Quando a alma flui de lá de cima, de sua Fonte Espiritual, atravessa os vários mundos e chega ao nível de Assiyá. Em nosso mundo físico, divide-se e forma duas almas, dois tipos de consciência, fonte do desafio e do conflito interior: Nefesh Behamit (alma animal) e Nefesh Elokit (alma Divina). O que significa isso? Nefesh Behamit, o lado "animal" da alma, é responsável pelo instinto de autopreservação; é o meu ego, no sentido comum, o egocentrismo.

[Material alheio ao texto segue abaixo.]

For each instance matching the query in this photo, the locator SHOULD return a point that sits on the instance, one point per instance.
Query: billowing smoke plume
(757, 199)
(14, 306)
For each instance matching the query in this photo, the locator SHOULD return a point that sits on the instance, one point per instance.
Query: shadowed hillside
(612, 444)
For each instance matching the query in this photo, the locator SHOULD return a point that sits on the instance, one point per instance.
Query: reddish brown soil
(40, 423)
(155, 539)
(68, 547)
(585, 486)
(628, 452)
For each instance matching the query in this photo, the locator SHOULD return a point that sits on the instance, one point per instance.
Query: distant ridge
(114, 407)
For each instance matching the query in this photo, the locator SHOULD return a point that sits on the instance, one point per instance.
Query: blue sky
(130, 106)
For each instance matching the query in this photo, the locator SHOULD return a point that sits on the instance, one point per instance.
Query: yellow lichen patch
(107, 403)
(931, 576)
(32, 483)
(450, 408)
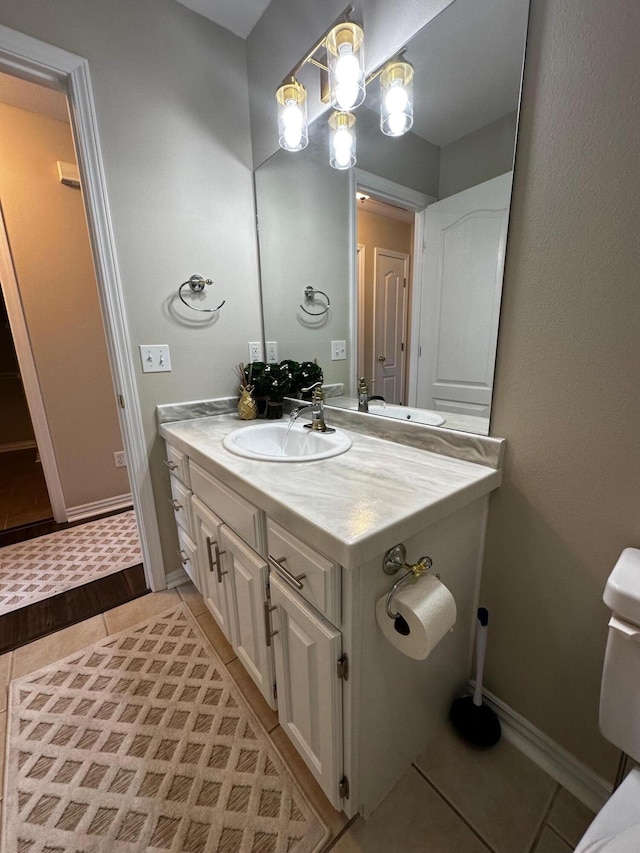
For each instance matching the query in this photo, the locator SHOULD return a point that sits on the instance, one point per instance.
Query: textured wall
(47, 232)
(566, 391)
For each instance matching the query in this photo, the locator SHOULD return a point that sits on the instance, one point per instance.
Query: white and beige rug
(141, 742)
(39, 568)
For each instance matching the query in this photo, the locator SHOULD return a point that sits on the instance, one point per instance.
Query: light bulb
(396, 99)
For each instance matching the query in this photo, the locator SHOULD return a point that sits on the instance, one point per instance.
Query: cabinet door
(215, 586)
(249, 574)
(307, 649)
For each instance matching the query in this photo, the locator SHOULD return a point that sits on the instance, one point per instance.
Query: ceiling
(238, 16)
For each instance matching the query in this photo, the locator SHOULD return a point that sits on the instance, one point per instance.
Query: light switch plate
(155, 358)
(338, 350)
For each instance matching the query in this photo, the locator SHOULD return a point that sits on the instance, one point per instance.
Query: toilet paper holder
(394, 561)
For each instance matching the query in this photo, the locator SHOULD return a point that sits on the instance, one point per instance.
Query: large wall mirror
(393, 270)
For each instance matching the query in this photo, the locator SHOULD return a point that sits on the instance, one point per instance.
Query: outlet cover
(272, 352)
(338, 350)
(155, 358)
(255, 351)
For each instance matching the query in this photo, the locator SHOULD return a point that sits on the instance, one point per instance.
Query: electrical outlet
(120, 459)
(155, 358)
(272, 352)
(255, 351)
(338, 350)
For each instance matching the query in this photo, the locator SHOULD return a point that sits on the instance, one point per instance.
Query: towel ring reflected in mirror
(310, 294)
(197, 284)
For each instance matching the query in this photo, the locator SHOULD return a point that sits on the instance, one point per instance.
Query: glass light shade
(345, 60)
(293, 130)
(342, 140)
(396, 98)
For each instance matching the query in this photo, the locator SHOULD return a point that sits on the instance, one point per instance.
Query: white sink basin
(274, 442)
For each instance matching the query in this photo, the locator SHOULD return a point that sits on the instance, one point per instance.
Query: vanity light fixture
(343, 83)
(396, 98)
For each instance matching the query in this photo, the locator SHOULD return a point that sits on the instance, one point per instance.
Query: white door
(214, 585)
(465, 239)
(390, 324)
(249, 575)
(307, 649)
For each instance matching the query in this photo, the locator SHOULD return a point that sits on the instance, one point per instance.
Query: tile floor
(453, 799)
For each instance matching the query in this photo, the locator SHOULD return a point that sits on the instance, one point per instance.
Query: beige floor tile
(255, 699)
(140, 609)
(336, 821)
(411, 819)
(549, 842)
(5, 675)
(192, 598)
(569, 817)
(499, 791)
(57, 646)
(216, 637)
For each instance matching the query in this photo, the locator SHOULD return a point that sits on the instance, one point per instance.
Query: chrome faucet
(316, 407)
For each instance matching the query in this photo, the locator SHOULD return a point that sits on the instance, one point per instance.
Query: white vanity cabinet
(177, 463)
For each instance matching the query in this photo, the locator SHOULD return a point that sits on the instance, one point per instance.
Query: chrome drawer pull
(219, 553)
(294, 580)
(267, 622)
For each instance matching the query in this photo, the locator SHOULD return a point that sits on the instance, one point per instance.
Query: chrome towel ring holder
(310, 294)
(196, 284)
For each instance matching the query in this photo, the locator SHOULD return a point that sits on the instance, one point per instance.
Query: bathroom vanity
(288, 557)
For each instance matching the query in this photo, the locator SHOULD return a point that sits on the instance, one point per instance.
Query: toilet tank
(620, 690)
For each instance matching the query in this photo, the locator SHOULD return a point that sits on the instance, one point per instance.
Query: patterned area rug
(141, 742)
(39, 568)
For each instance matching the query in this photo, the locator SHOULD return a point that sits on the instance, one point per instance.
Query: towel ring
(310, 294)
(196, 284)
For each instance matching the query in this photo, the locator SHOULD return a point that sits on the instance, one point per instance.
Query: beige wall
(47, 232)
(171, 99)
(566, 392)
(375, 231)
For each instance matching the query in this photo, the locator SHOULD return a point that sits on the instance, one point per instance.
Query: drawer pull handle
(219, 553)
(267, 622)
(294, 580)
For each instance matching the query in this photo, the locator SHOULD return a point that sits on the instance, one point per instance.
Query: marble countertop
(352, 507)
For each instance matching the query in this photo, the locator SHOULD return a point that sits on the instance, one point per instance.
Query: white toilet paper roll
(429, 610)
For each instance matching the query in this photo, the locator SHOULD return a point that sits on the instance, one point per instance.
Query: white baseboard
(176, 578)
(76, 513)
(579, 780)
(17, 445)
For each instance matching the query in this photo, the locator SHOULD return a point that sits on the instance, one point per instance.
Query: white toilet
(616, 828)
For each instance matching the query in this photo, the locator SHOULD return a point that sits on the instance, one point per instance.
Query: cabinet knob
(294, 580)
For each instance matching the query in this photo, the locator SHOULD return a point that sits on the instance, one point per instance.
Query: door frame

No Nefesh Elokit, o lado "Divino" nos conecta a aspirações mais elevadas; é o nível de consciência que está projetado para o outro. A primeira busca pela sobrevivência física, sustento e auto-importância. A segunda é a compreensão de que há outras coisas na vida. Todos os nossos pensamentos são egocêntricos ou altruístas e os interesses competitivos destas duas tendências afloram face a um desafio ou a uma adversidade. O autocontrole judaico nos ensina a treinar o fluxo que vai da mente ao coração, de tal maneira que este se orienta em direção à alma Divina e não à alma animal.

O homem possui o livre-arbítrio, a opção, a escolha do caminho que quer traçar. É este dom de escolha que dá sentido à vida. Como seria o ser humano se não tivesse opção? Ele seria reduzido a um robô, autômato. O indivíduo apenas responderia, de forma instintiva, ao destino. O livre-arbítrio nos dá sentido na vida. É assim que saímos da alma animal e adentramos a positividade, a alma Divina.

Sob desta perspectiva, gostaria de dar-lhes alguns conselhos: exercitem o livre-arbítrio de forma sábia; equilibrem a mente; aprendam a treinar de outra maneira a forma como a mente reinterpreta a realidade; todos têm a capacidade de desfazer aquilo que foi criado pela força do hábito. Sigam algum método e acreditem que é possível.

Para concluir a palestra, gostaria de ressaltar que a raiva é sempre uma resposta egocêntrica; raiva é desequilíbrio; raiva é uma tentativa de dominar o outro de forma a aliviar seu próprio medo e sua insegurança; raiva é uma tentativa de tornar o outro mais submisso, pois assim o "eu" sente-se mais seguro.

Nada justifica a raiva. E isto não significa que não se possa ter emoções fortes. Se você percebe que alguém está ferindo um terceiro, você precisa soltar sua emoção para que a pessoa cresça e você possa ajudá-la. Mas isso não é raiva. Quem já estudou artes marciais, aprende logo nas primeiras lições: "Não fique com raiva, senão você perde".